Non sono solo io "l'italiano imprevidente" che corre a fare la spesa all'ultimo, come me tanti che venerdì hanno lavorato fino a tardi si riservano l'operazione-scorte al sabato mattina. Ma nel mio quartiere dell'Upper West fin dalle 11 chiudono i supermercati Whole Foods, i fast-food Subway, i caffè Starbucks, perfino le farmacie Duane Reade. Tutte le catene della grande distribuzione battono in ritirata, ingressi sprangati. "Il personale deve andare a casa prima che chiuda il metrò", intima sgarbato il vigilante che sbarra l'accesso al supermercato di Columbus Circle. Incredibile, nessuno di questi giganti del capitalismo newyorchese ha pensato a un servizio di navette per i dipendenti, ci abbandonano a fine mattinata e peggio per noi.
Parte una caccia disperata, a base di passaparola tra vicini di quartiere, e via di corsa dagli unici eroi del momento: i negozietti alimentari di quartiere, i pochi sopravvissuti di un'altra era, tutti in gestione a indiani, pachistani, portoricani. Code sterminate, ma cortesi, si snodano attorno a questi micro-imprenditori che miracolosamente hanno tutto, mele e banane, carta igienica e bibite, batterie e torce elettriche, ombrelli e galosce. È sempre a mezzogiorno che il Grand Central Terminal e Penn Station si svuotano, le due stazioni leggendarie che sempre brulicano di passeggeri diventano due città-fantasma.
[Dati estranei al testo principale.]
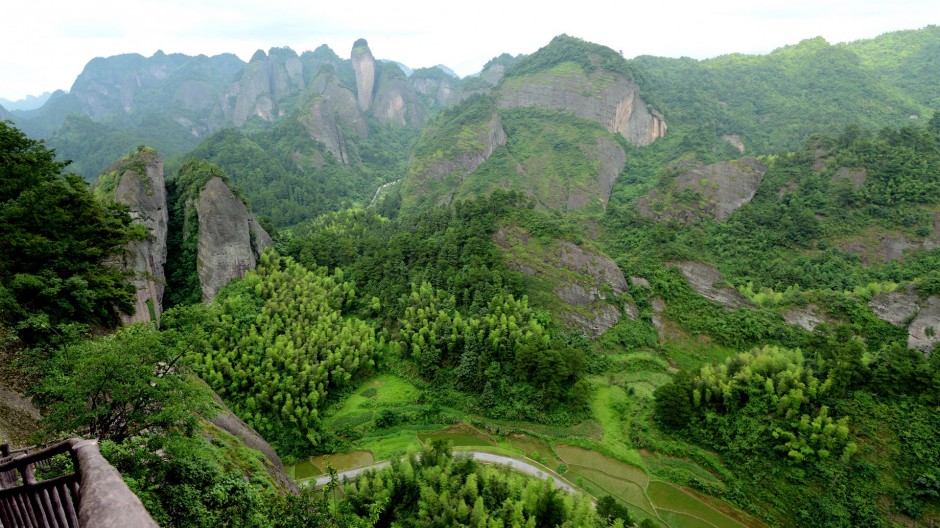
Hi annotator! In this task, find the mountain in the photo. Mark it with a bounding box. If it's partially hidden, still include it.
[839,25,940,108]
[401,35,666,211]
[628,38,925,153]
[0,92,52,110]
[94,148,169,325]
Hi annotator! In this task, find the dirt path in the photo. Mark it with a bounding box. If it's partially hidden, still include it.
[301,451,575,494]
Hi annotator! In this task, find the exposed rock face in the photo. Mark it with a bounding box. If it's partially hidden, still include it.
[868,287,940,354]
[493,226,635,337]
[907,295,940,355]
[783,304,826,332]
[497,62,666,146]
[372,64,426,128]
[480,63,506,86]
[567,138,627,211]
[404,112,507,205]
[350,39,375,112]
[868,288,918,326]
[300,71,369,164]
[108,151,168,325]
[193,177,272,302]
[0,386,41,446]
[836,229,940,265]
[408,72,457,108]
[637,158,767,223]
[209,392,299,493]
[832,167,868,191]
[721,134,744,154]
[232,48,305,126]
[669,261,747,310]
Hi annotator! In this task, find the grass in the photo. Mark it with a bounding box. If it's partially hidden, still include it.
[647,480,743,528]
[658,510,716,528]
[555,445,649,488]
[325,374,421,424]
[292,451,375,480]
[418,423,496,447]
[509,435,561,468]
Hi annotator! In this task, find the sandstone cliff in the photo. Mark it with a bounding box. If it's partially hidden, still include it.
[187,177,272,302]
[408,68,458,108]
[497,62,666,146]
[300,66,369,164]
[493,225,635,337]
[667,261,748,310]
[209,391,299,493]
[97,149,168,325]
[350,39,376,112]
[232,48,305,127]
[868,287,940,354]
[637,158,767,223]
[371,64,426,128]
[402,104,507,205]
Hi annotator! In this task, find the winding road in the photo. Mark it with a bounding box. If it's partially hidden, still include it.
[300,451,576,494]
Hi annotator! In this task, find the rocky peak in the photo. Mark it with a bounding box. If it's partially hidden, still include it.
[187,176,273,302]
[868,287,940,355]
[637,157,767,222]
[408,67,458,108]
[95,148,168,325]
[372,63,426,128]
[232,48,306,127]
[493,225,630,337]
[497,35,666,146]
[350,39,376,112]
[300,66,369,164]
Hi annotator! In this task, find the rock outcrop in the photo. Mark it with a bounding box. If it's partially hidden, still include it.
[637,158,767,223]
[907,295,940,355]
[832,167,868,191]
[402,112,507,205]
[0,386,41,446]
[668,261,748,310]
[232,48,305,127]
[371,64,426,128]
[187,177,272,302]
[868,286,940,354]
[497,62,666,146]
[300,67,369,164]
[209,392,299,493]
[350,39,376,112]
[493,226,635,337]
[783,304,826,332]
[408,68,458,108]
[105,149,169,325]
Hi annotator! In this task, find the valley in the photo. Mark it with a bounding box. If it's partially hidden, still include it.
[0,26,940,528]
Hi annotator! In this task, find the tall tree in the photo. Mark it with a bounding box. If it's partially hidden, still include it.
[0,122,145,345]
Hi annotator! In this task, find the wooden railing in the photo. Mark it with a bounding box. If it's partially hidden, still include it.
[0,438,157,528]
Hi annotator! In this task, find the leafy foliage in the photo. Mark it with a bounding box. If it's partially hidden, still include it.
[339,440,604,528]
[0,122,143,345]
[31,325,211,443]
[190,252,381,454]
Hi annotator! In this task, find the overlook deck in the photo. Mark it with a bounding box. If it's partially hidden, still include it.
[0,438,157,528]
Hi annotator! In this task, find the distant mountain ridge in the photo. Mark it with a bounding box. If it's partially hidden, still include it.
[0,92,52,110]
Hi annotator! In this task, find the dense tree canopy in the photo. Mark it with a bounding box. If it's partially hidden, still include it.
[0,122,144,343]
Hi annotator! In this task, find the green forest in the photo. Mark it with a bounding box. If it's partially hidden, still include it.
[0,27,940,528]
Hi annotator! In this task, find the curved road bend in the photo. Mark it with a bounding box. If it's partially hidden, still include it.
[301,451,575,493]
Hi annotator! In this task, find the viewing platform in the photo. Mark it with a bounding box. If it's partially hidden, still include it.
[0,438,157,528]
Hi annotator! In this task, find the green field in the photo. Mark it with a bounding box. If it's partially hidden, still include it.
[647,480,743,528]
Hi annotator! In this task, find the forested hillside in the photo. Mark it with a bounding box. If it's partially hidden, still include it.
[0,26,940,528]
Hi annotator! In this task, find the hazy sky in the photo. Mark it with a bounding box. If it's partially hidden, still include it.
[0,0,940,100]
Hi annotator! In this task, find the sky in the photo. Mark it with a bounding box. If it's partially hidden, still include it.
[0,0,940,100]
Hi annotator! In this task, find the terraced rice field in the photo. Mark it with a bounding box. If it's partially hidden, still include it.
[294,451,375,480]
[555,445,759,528]
[418,424,496,447]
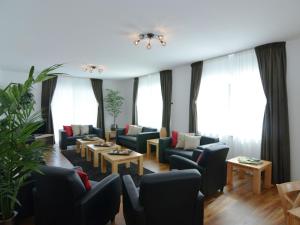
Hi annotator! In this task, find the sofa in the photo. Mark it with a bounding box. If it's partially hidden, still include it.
[34,166,122,225]
[116,127,159,153]
[122,169,204,225]
[59,125,104,150]
[169,142,229,196]
[159,136,219,163]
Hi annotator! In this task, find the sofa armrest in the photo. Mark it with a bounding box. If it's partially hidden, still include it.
[159,137,172,163]
[122,175,145,225]
[136,132,159,153]
[92,127,104,138]
[79,174,121,225]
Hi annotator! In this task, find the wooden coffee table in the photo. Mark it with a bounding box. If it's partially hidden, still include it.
[227,156,272,194]
[76,137,105,158]
[86,144,121,167]
[101,151,144,176]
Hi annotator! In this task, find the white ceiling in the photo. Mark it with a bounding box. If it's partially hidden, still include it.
[0,0,300,78]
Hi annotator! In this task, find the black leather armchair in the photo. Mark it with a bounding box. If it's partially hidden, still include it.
[170,143,229,196]
[116,127,159,153]
[59,125,104,150]
[34,166,121,225]
[123,170,204,225]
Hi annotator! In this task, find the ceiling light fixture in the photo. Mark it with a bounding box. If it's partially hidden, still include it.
[134,33,167,49]
[81,64,104,73]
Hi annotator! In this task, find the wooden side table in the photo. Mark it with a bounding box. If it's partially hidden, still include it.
[287,207,300,225]
[227,156,272,194]
[147,138,159,161]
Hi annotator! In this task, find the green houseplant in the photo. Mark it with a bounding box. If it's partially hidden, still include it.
[0,64,61,224]
[104,89,124,130]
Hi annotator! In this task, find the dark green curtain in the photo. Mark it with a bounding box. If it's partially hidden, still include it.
[132,77,139,124]
[255,42,290,183]
[91,79,105,135]
[160,70,172,136]
[189,61,203,133]
[41,77,57,134]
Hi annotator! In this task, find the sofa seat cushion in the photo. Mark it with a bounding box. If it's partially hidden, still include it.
[165,148,193,159]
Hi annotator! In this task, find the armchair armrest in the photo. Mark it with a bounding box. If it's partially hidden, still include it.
[159,137,172,163]
[136,132,159,153]
[79,174,121,225]
[92,127,104,138]
[122,175,146,225]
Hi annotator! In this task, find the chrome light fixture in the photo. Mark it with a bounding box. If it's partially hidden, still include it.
[81,64,104,73]
[134,33,167,49]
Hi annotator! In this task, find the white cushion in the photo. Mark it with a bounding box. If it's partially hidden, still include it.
[184,135,201,149]
[71,125,80,136]
[80,125,90,135]
[127,125,143,135]
[176,133,195,148]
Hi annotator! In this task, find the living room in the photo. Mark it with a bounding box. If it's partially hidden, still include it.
[0,0,300,225]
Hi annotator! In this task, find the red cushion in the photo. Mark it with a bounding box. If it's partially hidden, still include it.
[76,170,92,191]
[171,130,178,148]
[125,123,129,135]
[64,126,73,137]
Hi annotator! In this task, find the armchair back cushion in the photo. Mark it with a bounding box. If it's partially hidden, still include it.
[139,170,201,225]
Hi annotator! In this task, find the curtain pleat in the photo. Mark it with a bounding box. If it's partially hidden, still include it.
[189,61,203,133]
[41,77,57,134]
[91,79,105,137]
[132,77,139,124]
[255,42,290,183]
[160,70,172,136]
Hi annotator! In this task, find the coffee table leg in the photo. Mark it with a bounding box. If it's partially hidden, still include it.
[101,156,106,173]
[93,153,99,167]
[252,170,261,194]
[264,165,272,188]
[138,156,144,176]
[227,162,233,189]
[111,162,118,173]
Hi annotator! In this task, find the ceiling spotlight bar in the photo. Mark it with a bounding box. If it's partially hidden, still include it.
[134,33,167,49]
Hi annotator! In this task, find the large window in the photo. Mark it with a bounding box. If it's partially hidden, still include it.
[137,74,162,129]
[51,77,98,140]
[197,50,266,157]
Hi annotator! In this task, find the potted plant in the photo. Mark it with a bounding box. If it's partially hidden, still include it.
[0,64,61,225]
[104,89,124,130]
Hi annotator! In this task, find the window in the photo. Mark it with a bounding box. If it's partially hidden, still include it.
[51,77,98,141]
[197,50,266,158]
[137,74,162,129]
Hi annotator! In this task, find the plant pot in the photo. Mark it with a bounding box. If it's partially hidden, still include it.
[0,211,18,225]
[110,124,118,131]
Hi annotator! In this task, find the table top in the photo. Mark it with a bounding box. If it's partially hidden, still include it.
[87,144,121,152]
[227,156,272,169]
[102,151,143,162]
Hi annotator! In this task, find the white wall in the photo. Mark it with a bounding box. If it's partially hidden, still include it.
[286,39,300,180]
[171,65,191,132]
[0,70,42,112]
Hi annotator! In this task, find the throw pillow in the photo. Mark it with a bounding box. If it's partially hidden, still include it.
[76,169,92,191]
[171,130,178,148]
[63,126,73,137]
[71,125,80,136]
[176,133,194,148]
[184,135,201,149]
[80,125,90,135]
[125,123,129,135]
[127,125,143,135]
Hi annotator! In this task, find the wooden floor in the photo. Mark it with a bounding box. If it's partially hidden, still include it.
[22,145,284,225]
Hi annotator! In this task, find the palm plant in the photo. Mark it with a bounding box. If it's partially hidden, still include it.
[0,64,62,220]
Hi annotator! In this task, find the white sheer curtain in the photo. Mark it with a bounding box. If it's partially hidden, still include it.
[51,77,98,141]
[197,50,266,158]
[137,73,162,129]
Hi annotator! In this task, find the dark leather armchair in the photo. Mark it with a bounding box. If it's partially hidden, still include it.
[170,143,229,196]
[123,170,204,225]
[34,166,121,225]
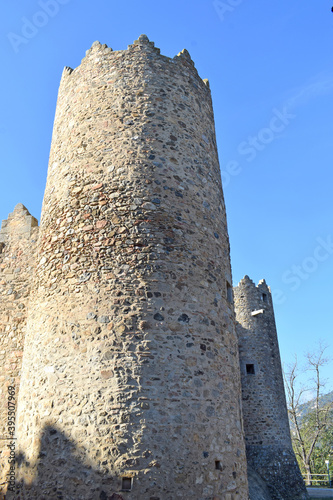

Dagli schermi televisivi - che t'inseguono nel negozio dove fai la fila per acqua e provviste - i messaggi si fanno sempre più minacciosi. Il capo della polizia di Long Island avverte che "abbiamo predisposto 20 rifugi, ma il migliore rifugio se potete è lontano da qui, il più lontano possibile, a casa di amici e parenti". La Protezione civile tuona maledizioni contro renitenti e ritardatari, un numero imprecisato in questa metropoli meno disciplinata di altre zone d'America: "Chi non obbedisce alle ordinanze di evacuazione obbligatoria è un irresponsabile, mette in pericolo non solo la propria vita ma quella del personale di soccorso: pompieri, poliziotti, medici rischieranno di morire per venirvi a tirare fuori dai guai".
Seguono le immagini dei volontari che ammassano sacchetti di sabbia lungo la East River, su uno degli argini che tenta di reggere al "muro d'acqua". Tento una visita allo shelter del Jay College, il rifugio più vicino a casa mia. Appena capito che sono un giornalista vengo respinto: "La stampa qui non entra, per non turbare gli sfollati che sono sotto stress".
Viene il dubbio che il nostro Bloomberg abbia studiato fin troppo la lezione di Katrina: a New Orleans alcune delle immagini del disastro vennero proprio dal Superdome, lo stadio-rifugio della vergogna. Non sia mai che qualcosa giri storto pure qui, meglio non avere i media dentro i rifugi? Ma oggi rischio di doverci tornare comunque, e in veste di sfollato, se è vera la previsione del sindaco: "Siamo solo all'inizio, non garantisco il ritorno della corrente elettrica lunedì, non prometto niente a nessuno".